In fact, there is a great need for TEDA to take the leadership in influencing trends in assessment. One such trend would be to create a "TEDA Formulary" - a book that describes various levels of testing with recommendations that point out the gold standard of quality assessment. This Formulary would move away from prediction as the goal of assessment and describe ways to meet the federal, state and local guidelines with the highest quality.
A second area that TEDA needs to investigate is the development of instruments to help Educational Diagnosticians in their work. There is a need, for example, for an instrument to identify children with autism that Diagnosticians could use with confidence. This does not mean that one test would be use (we know the response to that!), but it would give the practitioner in the field an instrument that had solid norms, was reliable and valid, and could be used with confidence in observing behaviors. There certainly is a need for an instrument to be available for Diagnosticians to assess children with suspected ADHD. Yes, the Conners Rating Scale, the ADDES (being highly marketed at the time), and the Achenbach is available, but TEDA could make a major contribution to the field (and to the serenity of Educational Diagnosticians) by having a well constructed checklist for use in identifying children with hyperactivity or without hyperactivity who had attentional problems.

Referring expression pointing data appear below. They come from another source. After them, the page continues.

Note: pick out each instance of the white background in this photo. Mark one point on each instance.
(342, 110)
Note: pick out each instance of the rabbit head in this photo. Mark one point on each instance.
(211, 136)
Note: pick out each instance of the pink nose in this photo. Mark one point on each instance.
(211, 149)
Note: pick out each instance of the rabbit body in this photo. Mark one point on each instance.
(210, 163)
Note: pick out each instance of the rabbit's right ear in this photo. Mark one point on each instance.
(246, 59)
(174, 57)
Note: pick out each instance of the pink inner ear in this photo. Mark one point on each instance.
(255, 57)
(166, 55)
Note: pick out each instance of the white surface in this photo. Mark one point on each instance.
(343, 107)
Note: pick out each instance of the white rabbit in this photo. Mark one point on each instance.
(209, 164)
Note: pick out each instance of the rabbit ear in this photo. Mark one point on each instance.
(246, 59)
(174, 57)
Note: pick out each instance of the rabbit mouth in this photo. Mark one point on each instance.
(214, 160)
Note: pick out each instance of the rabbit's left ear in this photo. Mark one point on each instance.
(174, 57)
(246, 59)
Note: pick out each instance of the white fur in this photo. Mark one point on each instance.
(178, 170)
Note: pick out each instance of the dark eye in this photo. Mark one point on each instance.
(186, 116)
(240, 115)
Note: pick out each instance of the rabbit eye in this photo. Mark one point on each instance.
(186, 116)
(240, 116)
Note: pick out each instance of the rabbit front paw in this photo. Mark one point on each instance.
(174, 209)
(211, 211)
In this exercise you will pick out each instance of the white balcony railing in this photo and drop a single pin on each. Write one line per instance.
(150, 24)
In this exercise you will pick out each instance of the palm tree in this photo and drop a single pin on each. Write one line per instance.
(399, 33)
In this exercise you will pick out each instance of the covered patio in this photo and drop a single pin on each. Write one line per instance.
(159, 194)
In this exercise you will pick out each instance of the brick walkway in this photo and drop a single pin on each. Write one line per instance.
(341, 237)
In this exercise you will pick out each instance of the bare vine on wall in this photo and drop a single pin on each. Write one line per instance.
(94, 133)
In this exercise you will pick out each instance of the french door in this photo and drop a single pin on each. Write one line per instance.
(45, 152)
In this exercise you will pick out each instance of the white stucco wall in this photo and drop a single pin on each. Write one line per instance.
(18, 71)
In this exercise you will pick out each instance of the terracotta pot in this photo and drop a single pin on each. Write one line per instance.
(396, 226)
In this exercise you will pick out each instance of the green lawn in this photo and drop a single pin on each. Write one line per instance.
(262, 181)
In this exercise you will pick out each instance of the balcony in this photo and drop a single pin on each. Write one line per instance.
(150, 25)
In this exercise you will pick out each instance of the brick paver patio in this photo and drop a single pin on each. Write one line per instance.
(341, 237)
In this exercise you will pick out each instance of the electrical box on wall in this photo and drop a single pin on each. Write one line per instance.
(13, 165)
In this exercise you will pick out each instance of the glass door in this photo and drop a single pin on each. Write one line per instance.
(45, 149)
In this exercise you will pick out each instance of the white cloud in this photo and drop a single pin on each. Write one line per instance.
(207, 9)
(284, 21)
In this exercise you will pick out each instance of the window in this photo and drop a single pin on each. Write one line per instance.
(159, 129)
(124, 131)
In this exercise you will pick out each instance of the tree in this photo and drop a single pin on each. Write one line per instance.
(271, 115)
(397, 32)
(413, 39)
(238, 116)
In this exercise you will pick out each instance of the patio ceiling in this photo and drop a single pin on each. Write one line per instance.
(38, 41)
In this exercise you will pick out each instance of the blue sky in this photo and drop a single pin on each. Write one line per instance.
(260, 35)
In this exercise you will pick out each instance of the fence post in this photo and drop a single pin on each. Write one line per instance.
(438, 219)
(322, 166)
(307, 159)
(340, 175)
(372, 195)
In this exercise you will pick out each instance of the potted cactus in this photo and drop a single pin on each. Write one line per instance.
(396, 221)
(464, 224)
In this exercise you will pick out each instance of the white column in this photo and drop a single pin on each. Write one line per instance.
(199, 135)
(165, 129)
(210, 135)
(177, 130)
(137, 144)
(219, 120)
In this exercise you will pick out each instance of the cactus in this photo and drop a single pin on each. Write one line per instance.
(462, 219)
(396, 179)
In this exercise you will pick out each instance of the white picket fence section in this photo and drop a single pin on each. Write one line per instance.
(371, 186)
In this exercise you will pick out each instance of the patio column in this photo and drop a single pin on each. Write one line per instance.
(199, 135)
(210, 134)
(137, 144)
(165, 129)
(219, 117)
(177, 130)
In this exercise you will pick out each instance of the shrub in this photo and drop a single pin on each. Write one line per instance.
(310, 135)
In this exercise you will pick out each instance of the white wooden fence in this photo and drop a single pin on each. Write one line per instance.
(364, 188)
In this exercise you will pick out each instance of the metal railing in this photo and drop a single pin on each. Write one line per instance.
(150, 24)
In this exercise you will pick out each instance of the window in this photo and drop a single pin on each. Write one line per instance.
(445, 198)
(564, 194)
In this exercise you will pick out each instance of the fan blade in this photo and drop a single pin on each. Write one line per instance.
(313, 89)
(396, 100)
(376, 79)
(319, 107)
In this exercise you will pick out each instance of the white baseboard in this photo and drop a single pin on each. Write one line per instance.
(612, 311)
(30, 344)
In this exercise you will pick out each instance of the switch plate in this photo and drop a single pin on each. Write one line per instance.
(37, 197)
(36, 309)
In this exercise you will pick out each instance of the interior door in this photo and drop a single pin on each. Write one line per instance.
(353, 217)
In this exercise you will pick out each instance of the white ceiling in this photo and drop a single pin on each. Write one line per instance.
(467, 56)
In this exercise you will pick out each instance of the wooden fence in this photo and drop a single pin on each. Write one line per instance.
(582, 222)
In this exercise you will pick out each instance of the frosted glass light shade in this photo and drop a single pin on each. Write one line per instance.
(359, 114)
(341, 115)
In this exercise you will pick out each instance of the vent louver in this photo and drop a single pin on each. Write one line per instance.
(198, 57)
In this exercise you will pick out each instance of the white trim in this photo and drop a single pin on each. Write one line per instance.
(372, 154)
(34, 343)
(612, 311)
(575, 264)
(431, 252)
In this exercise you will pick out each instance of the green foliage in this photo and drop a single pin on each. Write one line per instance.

There is a growing need to be able to assess children with perinatal substance abuse syndrome. This set of behaviors include motor-driven movements, lack of attention (but because of abuse of drugs by the mom not a candidate for stimulant drugs), poor social skills, and oppositional defiant traits. These disorganized children are showing up in kindergartens and giving the system fits because they do not qualify in terms of traditional categories of Special Education services. The field would benefit from an instrument that identified children with perinatal substance abuse syndrome so that instructional interventions could be planned.
The point is, the times have already changed. TEDA and professionals in the field of assessment need to take leadership roles in identifying assessment trends, the development of instruments to help practitioners in the field, and guidelines to schools regarding the highest quality of assessment and programming.